Popular accounts of the big bang often describe it as the detonation of a compact ball of matter poised in a preexisting void, with the galaxies compared to fragments flying away from the center of the explosion.
Easy though this image may be to grasp, it is seriously misleading and the source of much confusion: people are inevitably prompted to ask, “Where is the center of the universe?”
If the big bang really had been an exploding ball of matter, then some galaxies would lie deep in the midst of the melee, surrounded on all sides, while others would be located near the edge of the assemblage. Suppose this were so, and picture the view from a far-flung galaxy. In one direction would lie the center of the universe; in the opposite direction there would be empty space. The sky would appear dramatically different depending on which way an observer looked.
That is certainly not what we see from Earth: the universe looks very much the same in all directions. As far as our telescopes can penetrate, which is about 13 billion light-years, encompassing roughly 100 billion galaxies, matter is distributed uniformly (strictly, it is clusters of galaxies that are distributed uniformly). There is no evidence for any bunching up around some sort of center or, conversely, for any thinning out toward an edge.
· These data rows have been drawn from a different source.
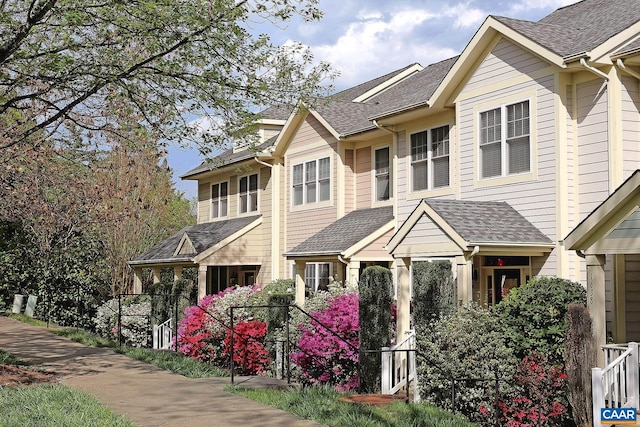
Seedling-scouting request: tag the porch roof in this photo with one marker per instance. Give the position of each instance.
(474, 223)
(614, 226)
(349, 232)
(187, 244)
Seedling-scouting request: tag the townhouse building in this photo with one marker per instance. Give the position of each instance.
(517, 158)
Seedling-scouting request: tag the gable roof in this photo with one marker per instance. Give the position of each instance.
(475, 223)
(602, 223)
(188, 243)
(347, 232)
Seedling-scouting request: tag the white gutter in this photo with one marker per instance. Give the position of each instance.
(594, 70)
(621, 65)
(262, 163)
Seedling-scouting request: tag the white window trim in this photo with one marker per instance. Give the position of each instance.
(249, 212)
(430, 188)
(374, 174)
(317, 203)
(480, 182)
(317, 278)
(211, 200)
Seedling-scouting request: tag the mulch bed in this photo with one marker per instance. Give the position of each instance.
(11, 376)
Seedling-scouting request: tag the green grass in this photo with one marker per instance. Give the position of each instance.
(174, 362)
(322, 405)
(54, 405)
(171, 361)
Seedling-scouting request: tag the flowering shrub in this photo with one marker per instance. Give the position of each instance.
(193, 337)
(248, 348)
(135, 326)
(324, 358)
(202, 331)
(541, 387)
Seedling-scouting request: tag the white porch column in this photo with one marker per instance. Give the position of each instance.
(156, 274)
(464, 273)
(137, 280)
(202, 281)
(353, 272)
(300, 268)
(403, 322)
(596, 301)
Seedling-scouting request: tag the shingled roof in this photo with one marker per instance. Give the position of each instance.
(344, 233)
(201, 236)
(480, 222)
(580, 27)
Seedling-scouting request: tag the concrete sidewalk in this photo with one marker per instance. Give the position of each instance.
(148, 396)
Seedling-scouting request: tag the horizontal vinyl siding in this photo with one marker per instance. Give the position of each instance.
(593, 173)
(535, 200)
(632, 296)
(505, 61)
(364, 194)
(631, 124)
(312, 141)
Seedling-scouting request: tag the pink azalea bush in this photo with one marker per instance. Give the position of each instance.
(324, 358)
(202, 332)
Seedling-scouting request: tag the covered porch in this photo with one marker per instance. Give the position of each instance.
(226, 253)
(492, 248)
(342, 250)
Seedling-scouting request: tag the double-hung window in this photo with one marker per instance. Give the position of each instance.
(312, 181)
(219, 195)
(505, 140)
(316, 276)
(382, 174)
(430, 159)
(248, 192)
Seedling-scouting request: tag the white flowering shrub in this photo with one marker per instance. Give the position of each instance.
(135, 324)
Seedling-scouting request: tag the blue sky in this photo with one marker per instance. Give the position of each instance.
(364, 39)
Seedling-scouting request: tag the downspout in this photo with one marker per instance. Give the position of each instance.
(594, 70)
(629, 71)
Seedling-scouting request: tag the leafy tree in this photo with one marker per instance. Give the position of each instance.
(63, 63)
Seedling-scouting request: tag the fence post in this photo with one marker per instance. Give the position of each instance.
(386, 370)
(597, 393)
(633, 385)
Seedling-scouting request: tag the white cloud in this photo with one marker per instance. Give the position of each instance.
(465, 16)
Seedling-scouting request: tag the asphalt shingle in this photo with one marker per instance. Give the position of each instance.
(345, 232)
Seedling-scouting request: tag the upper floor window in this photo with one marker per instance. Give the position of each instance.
(248, 192)
(382, 174)
(312, 181)
(219, 195)
(505, 140)
(430, 159)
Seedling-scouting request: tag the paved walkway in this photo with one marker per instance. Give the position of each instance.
(148, 396)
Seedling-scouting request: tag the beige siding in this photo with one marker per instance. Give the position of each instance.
(631, 124)
(593, 173)
(505, 61)
(632, 296)
(312, 141)
(534, 199)
(364, 194)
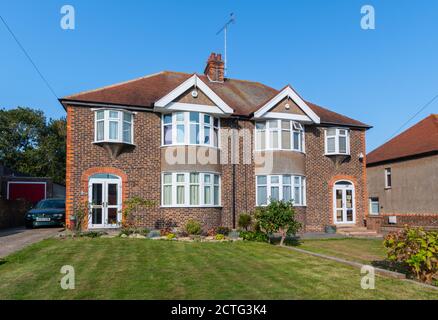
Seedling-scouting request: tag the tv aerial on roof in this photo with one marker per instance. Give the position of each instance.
(225, 29)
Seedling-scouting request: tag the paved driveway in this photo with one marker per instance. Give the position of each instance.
(14, 239)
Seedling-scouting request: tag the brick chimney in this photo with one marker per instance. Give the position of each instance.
(214, 69)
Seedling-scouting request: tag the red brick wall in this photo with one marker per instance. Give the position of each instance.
(140, 170)
(381, 223)
(323, 171)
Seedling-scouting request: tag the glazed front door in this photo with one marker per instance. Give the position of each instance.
(344, 212)
(105, 203)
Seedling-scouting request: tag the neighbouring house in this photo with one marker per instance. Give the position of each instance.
(18, 192)
(403, 179)
(207, 147)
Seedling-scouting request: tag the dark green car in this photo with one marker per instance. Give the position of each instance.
(47, 213)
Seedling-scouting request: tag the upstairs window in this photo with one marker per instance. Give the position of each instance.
(190, 189)
(388, 178)
(113, 126)
(374, 206)
(190, 128)
(279, 135)
(281, 187)
(337, 141)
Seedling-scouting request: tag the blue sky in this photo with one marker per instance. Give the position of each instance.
(380, 76)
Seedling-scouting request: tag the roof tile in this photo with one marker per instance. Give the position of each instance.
(419, 139)
(244, 97)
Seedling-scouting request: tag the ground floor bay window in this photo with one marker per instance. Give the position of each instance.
(280, 187)
(190, 189)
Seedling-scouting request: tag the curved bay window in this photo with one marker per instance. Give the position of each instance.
(114, 126)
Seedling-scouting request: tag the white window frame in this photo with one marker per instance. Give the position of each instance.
(337, 136)
(187, 184)
(388, 172)
(187, 128)
(281, 185)
(373, 200)
(106, 124)
(293, 127)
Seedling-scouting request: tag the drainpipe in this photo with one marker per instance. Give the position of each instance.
(234, 195)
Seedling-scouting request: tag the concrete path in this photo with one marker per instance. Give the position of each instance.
(14, 239)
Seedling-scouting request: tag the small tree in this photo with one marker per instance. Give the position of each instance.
(245, 221)
(278, 216)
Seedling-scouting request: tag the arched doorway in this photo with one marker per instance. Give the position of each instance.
(105, 199)
(344, 203)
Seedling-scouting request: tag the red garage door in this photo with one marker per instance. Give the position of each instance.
(31, 191)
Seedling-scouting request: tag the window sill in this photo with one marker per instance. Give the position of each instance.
(189, 206)
(113, 141)
(290, 150)
(295, 206)
(189, 145)
(336, 154)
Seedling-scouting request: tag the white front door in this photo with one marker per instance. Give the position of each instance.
(344, 212)
(105, 203)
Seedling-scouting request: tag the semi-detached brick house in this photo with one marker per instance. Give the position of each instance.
(209, 148)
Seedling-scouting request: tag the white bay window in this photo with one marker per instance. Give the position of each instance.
(190, 128)
(190, 189)
(113, 126)
(280, 187)
(337, 141)
(279, 135)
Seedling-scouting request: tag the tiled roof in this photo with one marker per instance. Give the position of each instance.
(244, 97)
(421, 138)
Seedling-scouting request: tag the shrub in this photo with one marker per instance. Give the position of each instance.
(223, 230)
(193, 227)
(219, 237)
(170, 236)
(245, 221)
(417, 249)
(165, 231)
(234, 234)
(254, 236)
(154, 234)
(278, 216)
(211, 232)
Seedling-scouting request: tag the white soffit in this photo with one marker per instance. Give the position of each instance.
(166, 102)
(263, 112)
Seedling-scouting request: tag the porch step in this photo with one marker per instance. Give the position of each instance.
(354, 231)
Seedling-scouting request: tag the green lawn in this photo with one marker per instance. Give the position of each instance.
(360, 250)
(148, 269)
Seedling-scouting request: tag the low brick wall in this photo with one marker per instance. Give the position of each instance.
(381, 223)
(12, 213)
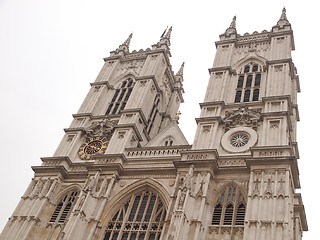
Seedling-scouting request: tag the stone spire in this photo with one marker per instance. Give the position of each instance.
(123, 48)
(164, 42)
(168, 34)
(283, 19)
(180, 72)
(232, 29)
(127, 42)
(233, 23)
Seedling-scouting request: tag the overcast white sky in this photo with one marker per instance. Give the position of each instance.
(51, 50)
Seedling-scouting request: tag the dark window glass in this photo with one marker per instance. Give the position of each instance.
(255, 95)
(115, 95)
(249, 81)
(257, 80)
(246, 96)
(240, 82)
(240, 214)
(238, 96)
(121, 95)
(228, 215)
(217, 215)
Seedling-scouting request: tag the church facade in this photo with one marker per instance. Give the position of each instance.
(124, 169)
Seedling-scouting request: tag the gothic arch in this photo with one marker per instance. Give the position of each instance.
(116, 83)
(140, 206)
(124, 195)
(229, 184)
(73, 187)
(246, 60)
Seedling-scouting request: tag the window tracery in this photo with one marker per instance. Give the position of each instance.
(230, 208)
(142, 217)
(251, 77)
(120, 97)
(153, 113)
(64, 206)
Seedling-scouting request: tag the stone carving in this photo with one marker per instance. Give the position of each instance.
(268, 191)
(182, 198)
(242, 117)
(101, 128)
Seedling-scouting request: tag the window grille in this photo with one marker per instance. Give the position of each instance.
(63, 208)
(250, 92)
(120, 97)
(142, 217)
(153, 113)
(230, 208)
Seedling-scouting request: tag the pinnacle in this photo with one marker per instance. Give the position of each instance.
(283, 15)
(168, 34)
(233, 23)
(283, 18)
(180, 72)
(127, 42)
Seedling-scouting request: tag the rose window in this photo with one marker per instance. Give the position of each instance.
(239, 139)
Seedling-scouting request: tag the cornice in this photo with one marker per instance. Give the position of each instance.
(133, 126)
(208, 119)
(134, 110)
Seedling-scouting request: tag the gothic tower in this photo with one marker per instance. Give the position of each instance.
(124, 169)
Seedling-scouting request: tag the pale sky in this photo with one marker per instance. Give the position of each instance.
(51, 50)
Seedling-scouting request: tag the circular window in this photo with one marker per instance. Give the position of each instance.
(239, 139)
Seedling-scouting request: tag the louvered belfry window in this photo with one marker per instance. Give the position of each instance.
(120, 97)
(248, 85)
(230, 208)
(142, 217)
(63, 208)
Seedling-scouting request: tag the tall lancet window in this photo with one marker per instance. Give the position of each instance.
(248, 85)
(230, 208)
(142, 217)
(153, 113)
(64, 207)
(120, 97)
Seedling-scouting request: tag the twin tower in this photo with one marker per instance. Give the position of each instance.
(124, 169)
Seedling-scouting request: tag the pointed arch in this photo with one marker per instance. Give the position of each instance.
(65, 201)
(230, 205)
(121, 95)
(138, 211)
(248, 59)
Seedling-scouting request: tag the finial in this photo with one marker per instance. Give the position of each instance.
(283, 15)
(283, 19)
(164, 32)
(177, 117)
(127, 42)
(180, 72)
(168, 34)
(233, 23)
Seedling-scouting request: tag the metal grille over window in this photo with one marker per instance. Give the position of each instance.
(63, 208)
(230, 208)
(153, 113)
(142, 217)
(120, 97)
(251, 74)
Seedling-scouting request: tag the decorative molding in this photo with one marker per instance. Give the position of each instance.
(242, 117)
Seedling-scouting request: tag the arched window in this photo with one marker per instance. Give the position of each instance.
(250, 91)
(64, 206)
(168, 142)
(230, 208)
(142, 217)
(120, 97)
(153, 113)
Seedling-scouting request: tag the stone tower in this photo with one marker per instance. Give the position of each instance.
(124, 169)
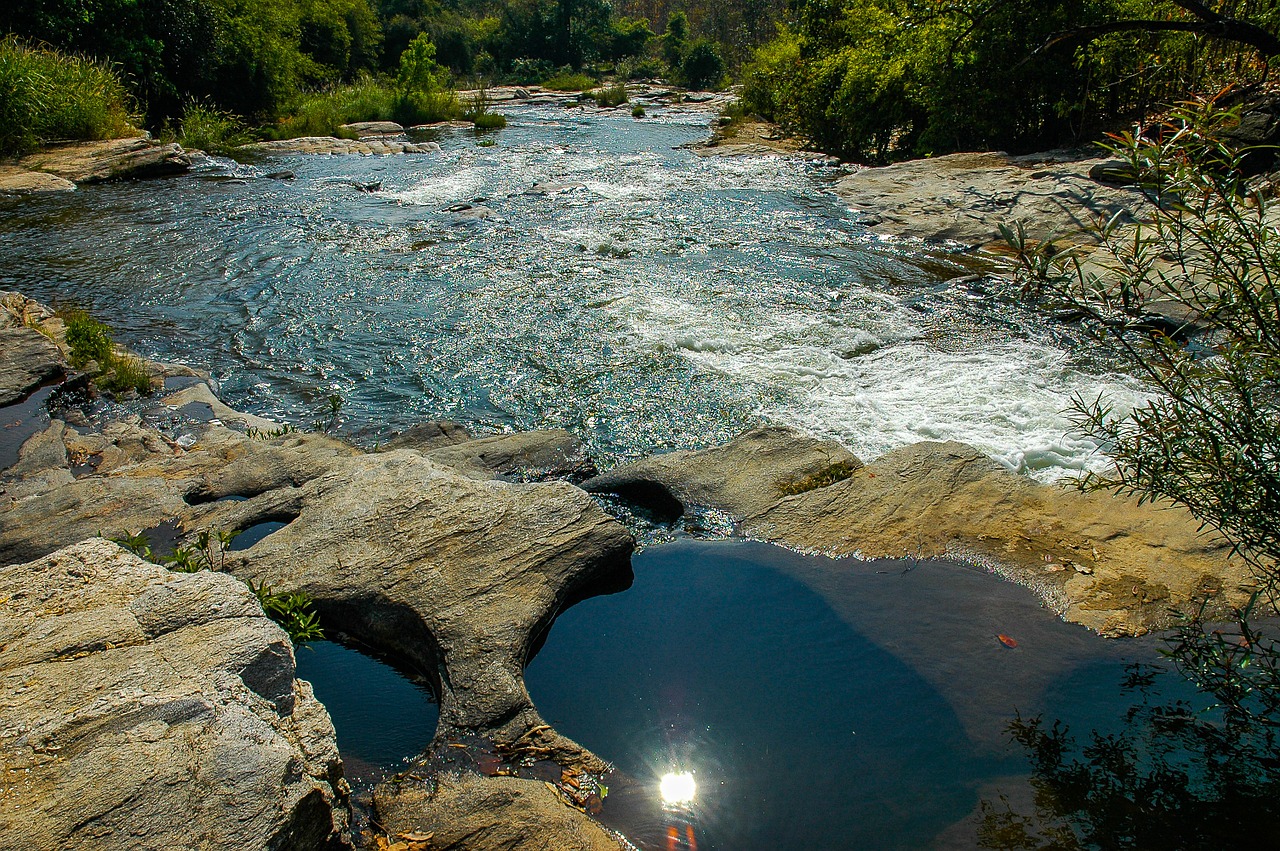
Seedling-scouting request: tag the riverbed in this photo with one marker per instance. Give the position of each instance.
(640, 296)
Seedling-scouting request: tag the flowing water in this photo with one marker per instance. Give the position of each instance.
(645, 300)
(648, 300)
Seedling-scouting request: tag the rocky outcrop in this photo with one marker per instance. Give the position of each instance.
(19, 182)
(28, 355)
(149, 709)
(964, 197)
(337, 146)
(488, 813)
(1098, 559)
(108, 160)
(740, 479)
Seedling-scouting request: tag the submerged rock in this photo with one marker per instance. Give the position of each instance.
(336, 146)
(149, 709)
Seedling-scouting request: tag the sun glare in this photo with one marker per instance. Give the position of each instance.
(677, 788)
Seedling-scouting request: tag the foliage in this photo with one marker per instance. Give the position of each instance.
(824, 477)
(1174, 777)
(703, 67)
(1208, 440)
(210, 129)
(46, 95)
(127, 373)
(293, 611)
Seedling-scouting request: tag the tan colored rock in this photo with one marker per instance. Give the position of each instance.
(146, 709)
(337, 146)
(488, 814)
(14, 181)
(740, 477)
(108, 160)
(1098, 559)
(964, 197)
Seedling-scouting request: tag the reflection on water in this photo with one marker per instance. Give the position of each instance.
(654, 300)
(380, 715)
(800, 726)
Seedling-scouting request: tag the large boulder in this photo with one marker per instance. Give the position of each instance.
(108, 160)
(1098, 559)
(740, 477)
(28, 356)
(964, 197)
(149, 709)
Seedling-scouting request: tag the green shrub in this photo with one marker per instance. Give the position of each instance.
(127, 373)
(48, 96)
(213, 131)
(568, 82)
(611, 95)
(88, 339)
(703, 65)
(323, 113)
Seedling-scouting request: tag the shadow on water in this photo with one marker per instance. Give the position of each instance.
(818, 704)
How, then, should we describe the big bang and the expanding universe, given these observational facts? Cosmologists have struggled to find ways to describe the expanding universe in simple language. Here’s one attempt:
The big bang happened everywhere, not at one point in space.
A simple analogy that may help is to imagine a very long string of elastic with beads attached at regular intervals. As the elastic is stretched, the beads move apart. Every bead extends its separation from its neighbors, so the view from any given bead will be of other beads moving away. All beads are equal: there is no center bead.